Se irmos mais adiante nessa análise, percebemos que além dos cidadãos serem peça central da narrativa, o ambiente que lhes cerca não foi esquecido. O corte das fotos valoriza os objetos no centro em uma linha horizontal. Esse formato não é 2×3, padrão das câmeras, mas sim 16×9, que diminui a altura valorizando a largura, o que faz trabalhar com mais atenção a composição da foto sem deixar de ambientar o espectador.

Contextualizar é tudo quando se deseja que caminhem com suas próprias pernas. Admitir sua narrativa como parcial é não subestimar quem a recebe, respeitando sua capacidade. Pois na vida há regras e na fotografia nem tanto, mas sem a liberdade se tem a eterna subserviência. Como diria Sérgio Vaz, “A arte que liberta não pode estar na mão de quem escraviza”.

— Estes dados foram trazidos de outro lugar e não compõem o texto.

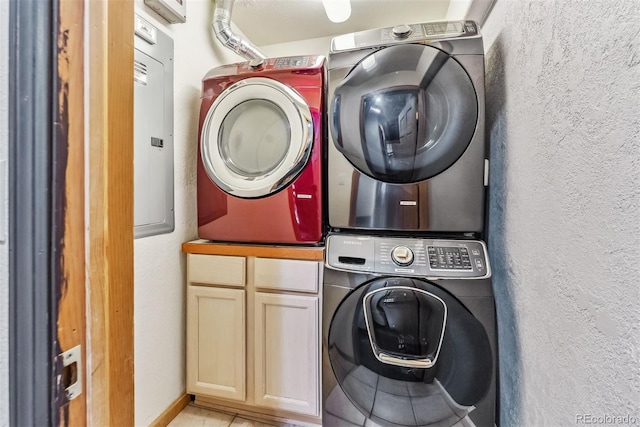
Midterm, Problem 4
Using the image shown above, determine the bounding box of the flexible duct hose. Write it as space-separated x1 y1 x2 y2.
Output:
212 0 266 60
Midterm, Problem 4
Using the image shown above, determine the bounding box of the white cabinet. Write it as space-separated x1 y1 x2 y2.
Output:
254 292 319 415
184 248 323 423
187 285 245 401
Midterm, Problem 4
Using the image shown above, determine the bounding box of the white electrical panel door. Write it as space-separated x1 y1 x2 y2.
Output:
133 16 174 238
134 51 165 227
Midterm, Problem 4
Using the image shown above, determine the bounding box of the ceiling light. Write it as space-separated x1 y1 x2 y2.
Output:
322 0 351 23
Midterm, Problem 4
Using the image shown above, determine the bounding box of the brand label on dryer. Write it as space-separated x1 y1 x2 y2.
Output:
400 200 417 206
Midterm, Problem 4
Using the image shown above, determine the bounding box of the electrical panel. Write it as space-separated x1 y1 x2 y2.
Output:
134 15 175 238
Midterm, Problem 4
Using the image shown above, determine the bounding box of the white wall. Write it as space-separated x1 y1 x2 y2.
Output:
261 35 332 59
132 1 239 424
0 0 9 425
483 1 640 425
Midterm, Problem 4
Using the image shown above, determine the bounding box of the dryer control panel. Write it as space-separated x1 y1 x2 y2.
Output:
330 20 480 53
326 234 490 279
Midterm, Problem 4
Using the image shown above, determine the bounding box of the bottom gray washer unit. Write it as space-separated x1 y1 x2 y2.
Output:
323 234 497 427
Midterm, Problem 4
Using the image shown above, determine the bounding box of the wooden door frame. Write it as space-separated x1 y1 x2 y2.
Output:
57 0 87 424
86 0 135 425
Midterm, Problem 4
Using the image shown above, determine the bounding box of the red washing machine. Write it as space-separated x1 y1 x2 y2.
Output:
197 56 325 244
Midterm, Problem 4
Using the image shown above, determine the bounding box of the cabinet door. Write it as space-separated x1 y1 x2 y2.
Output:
254 292 319 416
187 285 245 401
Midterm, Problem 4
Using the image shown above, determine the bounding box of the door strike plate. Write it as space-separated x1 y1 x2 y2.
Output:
60 345 83 400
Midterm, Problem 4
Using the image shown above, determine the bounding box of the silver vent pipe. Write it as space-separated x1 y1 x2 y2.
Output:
212 0 267 60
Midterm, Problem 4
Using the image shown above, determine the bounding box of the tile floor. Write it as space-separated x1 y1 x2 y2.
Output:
168 404 287 427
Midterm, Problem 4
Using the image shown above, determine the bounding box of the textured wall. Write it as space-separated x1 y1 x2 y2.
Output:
483 1 640 425
0 0 9 425
132 1 238 424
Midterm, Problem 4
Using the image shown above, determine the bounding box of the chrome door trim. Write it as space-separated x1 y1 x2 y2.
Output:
362 285 447 369
201 77 313 198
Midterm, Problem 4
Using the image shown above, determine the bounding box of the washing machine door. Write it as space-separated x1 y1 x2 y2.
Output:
328 277 492 427
330 44 478 184
201 77 313 198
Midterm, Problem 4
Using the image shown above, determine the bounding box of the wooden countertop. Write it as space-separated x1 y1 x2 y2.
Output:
181 239 325 261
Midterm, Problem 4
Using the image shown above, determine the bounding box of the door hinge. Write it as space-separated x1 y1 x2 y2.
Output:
59 345 83 400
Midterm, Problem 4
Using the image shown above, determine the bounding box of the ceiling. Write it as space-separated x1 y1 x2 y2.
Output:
231 0 455 46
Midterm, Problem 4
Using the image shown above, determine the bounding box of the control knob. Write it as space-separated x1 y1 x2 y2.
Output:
391 246 414 266
392 24 413 38
249 58 265 69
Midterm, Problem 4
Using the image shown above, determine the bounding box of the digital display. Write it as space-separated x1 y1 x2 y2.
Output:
275 56 309 68
423 22 464 36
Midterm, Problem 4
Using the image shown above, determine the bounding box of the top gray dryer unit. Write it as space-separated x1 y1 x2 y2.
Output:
327 21 487 235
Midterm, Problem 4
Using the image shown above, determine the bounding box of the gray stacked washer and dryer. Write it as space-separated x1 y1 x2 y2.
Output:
323 21 497 426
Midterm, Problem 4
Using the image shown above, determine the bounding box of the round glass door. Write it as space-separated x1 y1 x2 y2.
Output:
331 44 478 183
201 77 313 198
328 277 493 426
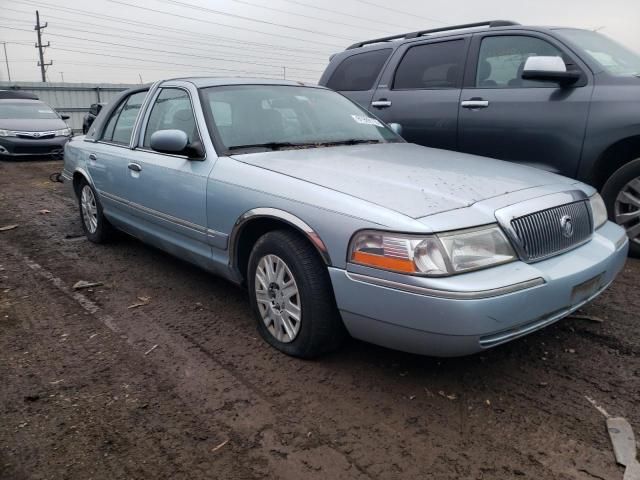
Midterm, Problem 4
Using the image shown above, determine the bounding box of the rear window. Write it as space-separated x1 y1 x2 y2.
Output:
326 49 391 91
393 40 466 90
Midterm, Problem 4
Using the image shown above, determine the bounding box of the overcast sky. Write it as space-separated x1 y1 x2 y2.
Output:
1 0 639 84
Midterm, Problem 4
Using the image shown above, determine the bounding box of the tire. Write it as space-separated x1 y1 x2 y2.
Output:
247 230 346 358
601 158 640 257
77 179 114 243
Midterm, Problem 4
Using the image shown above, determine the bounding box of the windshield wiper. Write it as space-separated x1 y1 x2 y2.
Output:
312 139 384 146
227 142 314 151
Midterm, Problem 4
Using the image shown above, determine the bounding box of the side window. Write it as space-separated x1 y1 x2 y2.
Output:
476 36 566 88
393 40 466 90
101 91 147 144
326 49 392 91
143 88 198 148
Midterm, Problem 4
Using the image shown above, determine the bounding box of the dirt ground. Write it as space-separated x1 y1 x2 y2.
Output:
0 159 638 480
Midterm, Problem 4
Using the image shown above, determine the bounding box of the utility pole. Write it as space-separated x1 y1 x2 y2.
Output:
1 42 10 82
34 10 52 82
59 71 64 82
282 66 286 80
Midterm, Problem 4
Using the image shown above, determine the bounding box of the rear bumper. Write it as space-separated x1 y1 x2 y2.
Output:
329 221 629 357
0 136 69 157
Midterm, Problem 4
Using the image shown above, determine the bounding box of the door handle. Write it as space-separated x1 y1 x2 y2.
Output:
88 153 97 161
371 99 392 108
127 163 142 172
461 100 489 109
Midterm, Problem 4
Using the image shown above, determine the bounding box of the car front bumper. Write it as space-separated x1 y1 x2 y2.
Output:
329 221 629 357
0 136 70 157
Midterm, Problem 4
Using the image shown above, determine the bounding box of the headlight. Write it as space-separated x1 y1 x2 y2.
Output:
589 193 608 229
54 127 72 136
0 129 16 137
349 225 517 276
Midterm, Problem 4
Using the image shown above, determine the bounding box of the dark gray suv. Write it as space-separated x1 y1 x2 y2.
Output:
319 20 640 256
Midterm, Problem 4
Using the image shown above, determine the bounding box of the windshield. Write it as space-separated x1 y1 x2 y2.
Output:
200 85 399 152
556 29 640 76
0 101 59 120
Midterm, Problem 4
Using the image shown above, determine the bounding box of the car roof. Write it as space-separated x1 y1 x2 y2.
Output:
0 90 39 100
341 21 573 52
0 98 45 104
161 77 325 89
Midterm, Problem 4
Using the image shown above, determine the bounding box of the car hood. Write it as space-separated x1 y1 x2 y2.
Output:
0 118 67 131
232 143 576 219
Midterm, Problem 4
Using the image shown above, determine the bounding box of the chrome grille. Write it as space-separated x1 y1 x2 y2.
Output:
511 201 593 261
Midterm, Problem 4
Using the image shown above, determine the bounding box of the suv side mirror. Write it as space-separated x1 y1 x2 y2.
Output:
388 123 403 137
149 129 204 159
521 56 581 86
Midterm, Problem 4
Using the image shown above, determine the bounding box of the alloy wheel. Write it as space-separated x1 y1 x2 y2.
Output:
81 185 98 234
615 176 640 246
254 254 301 343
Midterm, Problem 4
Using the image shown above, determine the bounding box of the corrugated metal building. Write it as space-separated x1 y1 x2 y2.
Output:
0 81 139 133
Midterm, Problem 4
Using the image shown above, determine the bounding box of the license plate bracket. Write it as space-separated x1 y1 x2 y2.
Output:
571 273 604 304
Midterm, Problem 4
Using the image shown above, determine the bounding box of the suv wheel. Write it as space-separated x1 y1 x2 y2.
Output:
78 179 114 243
247 230 345 358
602 158 640 257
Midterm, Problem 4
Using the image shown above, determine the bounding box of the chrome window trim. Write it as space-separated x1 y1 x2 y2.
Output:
495 190 592 262
135 85 207 161
346 271 545 300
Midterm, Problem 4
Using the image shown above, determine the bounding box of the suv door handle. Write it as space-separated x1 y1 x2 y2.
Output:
127 163 142 172
371 100 392 108
461 100 489 109
88 153 97 161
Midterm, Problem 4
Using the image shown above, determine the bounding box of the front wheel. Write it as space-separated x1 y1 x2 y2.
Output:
247 230 345 358
602 158 640 257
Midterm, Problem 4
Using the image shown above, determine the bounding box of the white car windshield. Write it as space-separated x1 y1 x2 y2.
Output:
557 29 640 76
200 85 400 152
0 101 59 120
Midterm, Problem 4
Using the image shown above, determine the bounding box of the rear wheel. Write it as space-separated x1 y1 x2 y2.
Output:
78 179 114 243
602 158 640 257
247 230 345 358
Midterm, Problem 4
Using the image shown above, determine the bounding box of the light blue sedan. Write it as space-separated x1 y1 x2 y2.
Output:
62 78 628 358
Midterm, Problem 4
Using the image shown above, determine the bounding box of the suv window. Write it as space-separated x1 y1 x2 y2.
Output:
393 40 466 90
326 49 391 91
143 88 198 148
476 35 566 88
101 91 147 144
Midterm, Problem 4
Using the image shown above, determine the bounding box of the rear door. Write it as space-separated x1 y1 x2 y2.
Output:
86 90 147 219
369 36 469 150
458 32 592 176
324 48 392 109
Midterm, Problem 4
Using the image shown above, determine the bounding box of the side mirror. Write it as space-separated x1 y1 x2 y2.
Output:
149 129 204 158
61 114 70 120
388 122 403 137
521 56 580 85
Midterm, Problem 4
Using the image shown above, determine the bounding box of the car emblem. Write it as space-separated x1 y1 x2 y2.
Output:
32 132 41 137
560 215 574 238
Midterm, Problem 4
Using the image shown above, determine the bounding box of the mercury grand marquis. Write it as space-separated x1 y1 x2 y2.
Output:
62 78 628 358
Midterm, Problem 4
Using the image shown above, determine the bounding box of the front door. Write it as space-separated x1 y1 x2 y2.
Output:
370 37 469 150
124 86 213 266
458 32 593 177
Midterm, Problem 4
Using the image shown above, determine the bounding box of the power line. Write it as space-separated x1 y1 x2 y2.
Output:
150 0 359 41
11 0 342 51
1 15 328 64
276 0 420 30
222 0 391 34
0 25 324 73
352 0 447 25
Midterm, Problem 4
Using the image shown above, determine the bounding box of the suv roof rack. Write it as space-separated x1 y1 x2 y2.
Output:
346 20 520 50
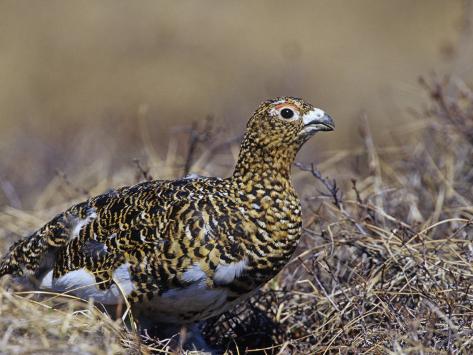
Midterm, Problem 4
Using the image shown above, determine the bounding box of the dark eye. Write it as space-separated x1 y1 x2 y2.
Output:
280 108 294 119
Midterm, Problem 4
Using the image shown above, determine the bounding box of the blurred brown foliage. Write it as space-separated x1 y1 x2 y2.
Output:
1 1 472 207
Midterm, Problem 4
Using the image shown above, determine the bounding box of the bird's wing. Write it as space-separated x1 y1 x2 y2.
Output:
0 178 248 303
0 181 158 280
0 181 157 277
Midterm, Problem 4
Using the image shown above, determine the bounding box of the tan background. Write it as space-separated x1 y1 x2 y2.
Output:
0 0 471 206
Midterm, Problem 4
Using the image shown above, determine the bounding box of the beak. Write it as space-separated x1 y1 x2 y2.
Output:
302 108 335 132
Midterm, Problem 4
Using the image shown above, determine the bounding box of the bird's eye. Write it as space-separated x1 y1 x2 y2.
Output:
280 108 294 119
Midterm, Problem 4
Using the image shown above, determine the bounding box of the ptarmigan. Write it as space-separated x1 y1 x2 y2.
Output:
0 97 334 326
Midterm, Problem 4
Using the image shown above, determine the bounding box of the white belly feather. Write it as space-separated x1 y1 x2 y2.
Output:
39 259 249 323
137 259 249 323
40 263 134 304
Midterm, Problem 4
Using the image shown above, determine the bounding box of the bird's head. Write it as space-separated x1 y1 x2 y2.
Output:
234 97 334 179
244 97 334 150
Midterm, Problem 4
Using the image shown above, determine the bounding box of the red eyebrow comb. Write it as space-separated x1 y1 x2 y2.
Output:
274 103 298 111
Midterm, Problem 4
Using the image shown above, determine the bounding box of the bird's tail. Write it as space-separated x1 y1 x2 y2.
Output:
0 211 78 282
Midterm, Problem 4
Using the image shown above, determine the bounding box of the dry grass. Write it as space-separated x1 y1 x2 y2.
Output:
1 77 473 354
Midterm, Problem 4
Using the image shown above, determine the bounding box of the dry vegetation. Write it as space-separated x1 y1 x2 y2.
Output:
0 77 472 354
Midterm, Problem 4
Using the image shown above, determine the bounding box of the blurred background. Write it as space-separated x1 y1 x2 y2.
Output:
0 0 472 208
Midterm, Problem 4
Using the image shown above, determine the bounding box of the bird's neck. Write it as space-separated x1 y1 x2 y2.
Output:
231 140 298 186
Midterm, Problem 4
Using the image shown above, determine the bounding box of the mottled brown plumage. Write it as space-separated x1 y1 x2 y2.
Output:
0 97 334 324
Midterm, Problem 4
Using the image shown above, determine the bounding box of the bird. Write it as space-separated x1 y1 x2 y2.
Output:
0 97 334 326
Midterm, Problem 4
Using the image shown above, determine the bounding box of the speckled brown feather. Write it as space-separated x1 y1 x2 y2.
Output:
0 97 333 323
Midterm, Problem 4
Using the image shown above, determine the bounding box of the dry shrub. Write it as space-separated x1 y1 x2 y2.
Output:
0 77 472 354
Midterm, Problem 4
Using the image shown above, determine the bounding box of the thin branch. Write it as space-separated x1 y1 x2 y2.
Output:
295 162 368 235
132 159 153 181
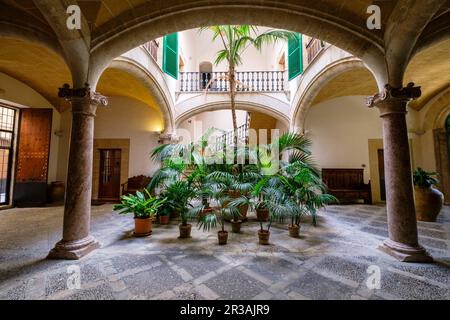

Certo que o trabalho aqui apresentado não ressarce as famílias atingidas pelas barragens, mas a direção da caminhada é mais importante do que o tamanho do passo. E quando nos apropriamos da fotografia para nos auxiliar em uma abordagem, nos permitimos conhecer um novo mundo — nesse caso extremamente triste — e a partir dessa linguagem descobriremos o curto caminho entre realidade e a ficção, no qual aquele desejo de superar essa realidade é exatamente possível quando para além de dedicar nossas vidas exclusivamente à arte, dedicamos a arte à vida, como disse um tal Augusto Boal. E esse é um exercício diário.